Frederico Mendes Júnior
Presidente da AMB

Neste cenário em que as relações humanas se encontram cada vez mais mediadas por tecnologias da comunicação, a desinformação converte-se em instrumento eficaz de ataque ao Estado Democrático de Direito: descontextualizam-se números, manipulam-se percepções e omitem-se os reais desafios enfrentados pelo poder público.

No caso do Judiciário, tornou-se comum a repetição de um discurso calcado na mistificação de que juízes são privilegiados e a Justiça não funciona, que interessa tão somente a quem teme uma prestação jurisdicional autônoma e apta a proteger os direitos dos cidadãos ao mesmo tempo em que pune as transgressões.

Tal retórica da ineficiência ignora os gargalos estruturais que retardam o andamento das ações: a quantidade limitada de servidores, as precárias condições de trabalho, os sucessivos recursos previstos em lei e as tentativas frequentes de manipulação de prazos para adiar o cumprimento de sentenças.

A verdade é que o Brasil tem um dos Judiciários mais demandados do mundo. Apenas em 2024, até novembro, de acordo com dados do CNJ (Conselho Nacional de Justiça), 35,6 milhões de novas ações haviam sido protocoladas.
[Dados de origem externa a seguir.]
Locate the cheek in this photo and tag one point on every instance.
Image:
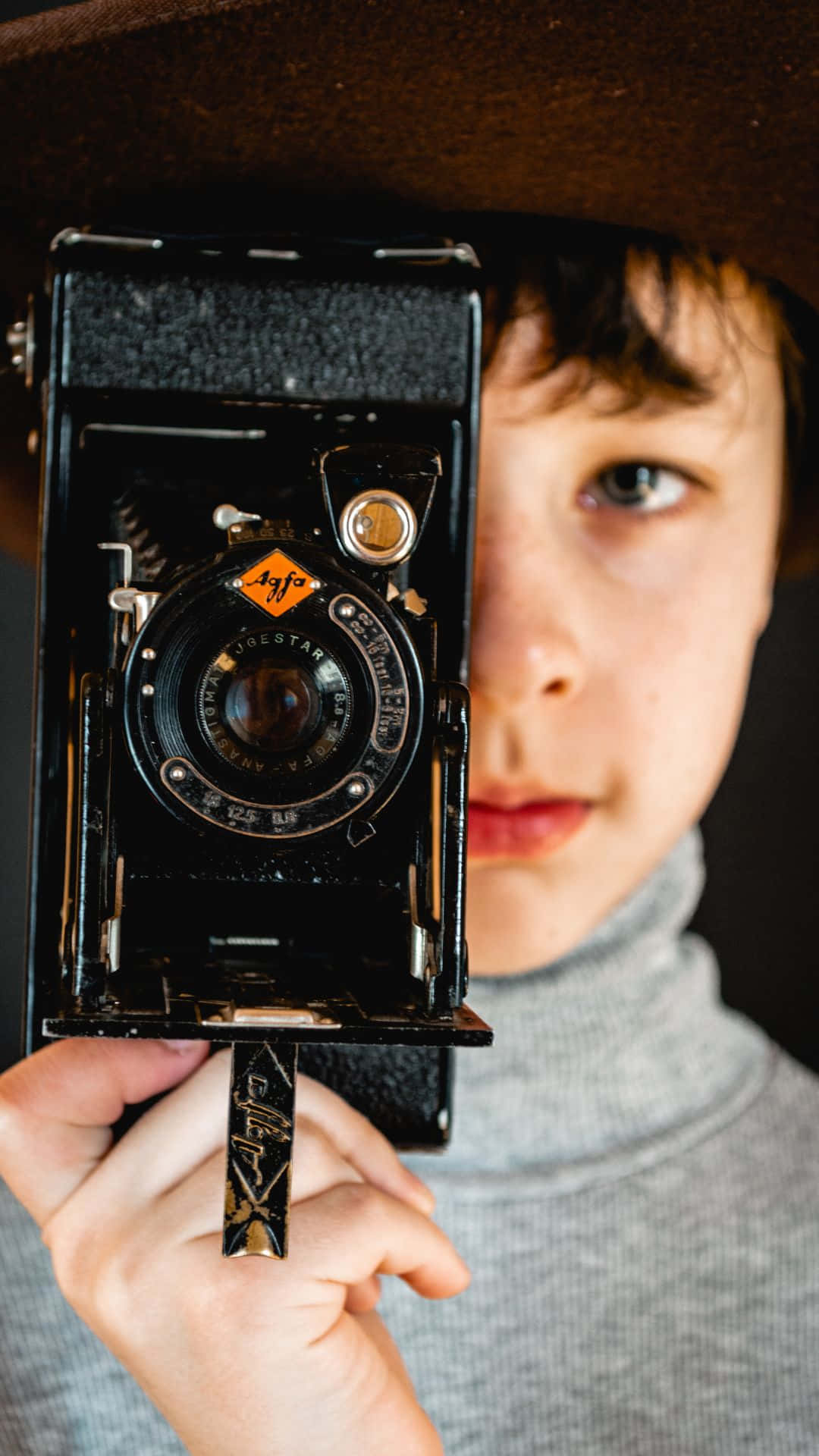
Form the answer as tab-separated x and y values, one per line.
689	660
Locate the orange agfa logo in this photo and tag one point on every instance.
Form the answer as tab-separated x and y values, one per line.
276	584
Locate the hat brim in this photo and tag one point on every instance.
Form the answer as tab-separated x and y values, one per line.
694	120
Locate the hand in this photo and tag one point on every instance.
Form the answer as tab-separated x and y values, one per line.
273	1359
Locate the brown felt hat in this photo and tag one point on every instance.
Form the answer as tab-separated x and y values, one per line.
689	117
694	117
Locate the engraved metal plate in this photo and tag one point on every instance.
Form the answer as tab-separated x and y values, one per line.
260	1149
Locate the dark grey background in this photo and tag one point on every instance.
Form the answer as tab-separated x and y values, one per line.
760	910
Já o total de processos julgados nesse período chegou a 40,8 milhões - o que demonstra, cabalmente, que os juízes dão conta da crescente procura e ainda resolvem mais causas do que recebem, com a consequente diminuição do estoque acumulado.

Para se ter uma ideia do quadro, conforme o relatório Justiça em Números 2024, também do CNJ, a produtividade dos juízes cresceu 6,9% em 2023. Cada magistrado julgou, em média, 8,2 processos por dia, culminando em um crescimento de 30% da produtividade nos últimos três anos. 

Todos esses avanços ocorreram apesar da conjuntura adversa, como evidenciou a pesquisa Perfil da Magistratura Latinoamericana - produzida pelo CPJ da AMB (Centro de Pesquisas Judiciais da Associação dos Magistrados Brasileiros), em parceria com a FLAM (Federação Latinoamericana de Magistrados) e o Ipespe (Instituto de Pesquisas Sociais, Políticas e Econômicas). 

O estudo destacou um dado alarmante: 50% dos magistrados do país já sofreram ameaças à vida ou à integridade física. As conclusões indicam a suscetibilidade da magistratura a represálias, especialmente no caso de juízes que atuam no combate ao crime organizado, em processos de corrupção e em causas de grande impacto social. 

E o risco não é só estatístico, porquanto se traduz em realidades concretas: juízes coagidos precisam alterar rotinas, viver sob escolta policial e restringir sua liberdade pessoal para continuar exercendo a função.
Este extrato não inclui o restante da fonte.